MW: The thing is with 'In Treatment' we had the luxury of really long takes and that’s what those scenes provide. I loved doing the scenes with Michael (Fassbender) around the fireplace, because so often acting is about action and then cut. You have to sort of get an energy for a certain amount of time and it’s dropped. And action again and then drop. With 'In Treatment' we would roll for like 7 pages at a time which was like 10 to 15 minutes. That is so rare. I’ve never done that since, rolling for such a long amount of time. There’s something about living in that space, for that amount of time, that allows you to explore things that you’re not normally allowed to with films that are so fractured and broken up.
Q: Do you feel like that gives you more dynamic range with where you can take your character?
MW: Yeah with films usually you’re jumping from this to that; this is how she feels now and then the time in between the audience doesn’t see that change.
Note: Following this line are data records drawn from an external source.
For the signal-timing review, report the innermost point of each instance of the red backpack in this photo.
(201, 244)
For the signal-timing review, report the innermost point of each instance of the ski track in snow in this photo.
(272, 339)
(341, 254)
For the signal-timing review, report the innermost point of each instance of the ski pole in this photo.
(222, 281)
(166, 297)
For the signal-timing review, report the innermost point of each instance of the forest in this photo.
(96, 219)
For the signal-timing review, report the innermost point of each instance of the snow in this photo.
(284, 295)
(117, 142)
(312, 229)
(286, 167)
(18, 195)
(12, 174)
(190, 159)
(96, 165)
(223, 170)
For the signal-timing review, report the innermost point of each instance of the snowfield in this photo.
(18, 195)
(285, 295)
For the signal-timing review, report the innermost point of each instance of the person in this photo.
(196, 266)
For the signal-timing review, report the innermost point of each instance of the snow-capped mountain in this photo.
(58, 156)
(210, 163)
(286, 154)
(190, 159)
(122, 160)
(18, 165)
Now she feels differently the next time you see her. With 'In Treatment' it’s a half an hour in the same space. In the end you know why she feels like that because you’ve lived everything in between, and in film you never live the in-between; the stuff that seems to boring to include, and that’s a great luxury.
Q: I read that both of your parents are photographers and that you dabble a bit yourself. Did you take any interesting snapshots while you were on set for this film?
MW: Yeah I had a lot of fun taking pictures for this film. We have such an interesting perspective as actors because a lot of the behind the scenes photography is taken from the outside looking in at the clump of people setting up shots. It dawned on me that my inside perspective being in the middle of everything is really interesting seeing all of the compositions. So I keep a camera in my pocket, and on ‘Jane’ the costume department often put a little pocket in my dress, so I had my sneaky camera. It was great. You can get such an interesting view.
Q: Mia what’s the experience like on the road promoting a film like this?
MW: It’s a big contrast from being on the film set. It’s a really interesting side bubble that everyone experiences I think, including the directors and the rest of the cast. It’s fun. I get to see the different parts of America that I’ve never seen before and it’s really cool being able to travel. It’s strange because it’s been a year since we shot 'Jane' and with 'Alice' it had been two years since we shot it, so it would be like going back in time, and you talk about something which seems like a long time ago but it’s only sort of becoming present.
Q: Do the times on the road affect how you think about the production?
MW: Kind of because when you’re shooting the film you don’t really know what it’s going to be. You sort of have an idea of what it’s going to be and then when you see the posters and the trailers, you’re like ‘so okay that’s what this is.’ Interesting. It’s a continuation of something you thought ended, but didn’t.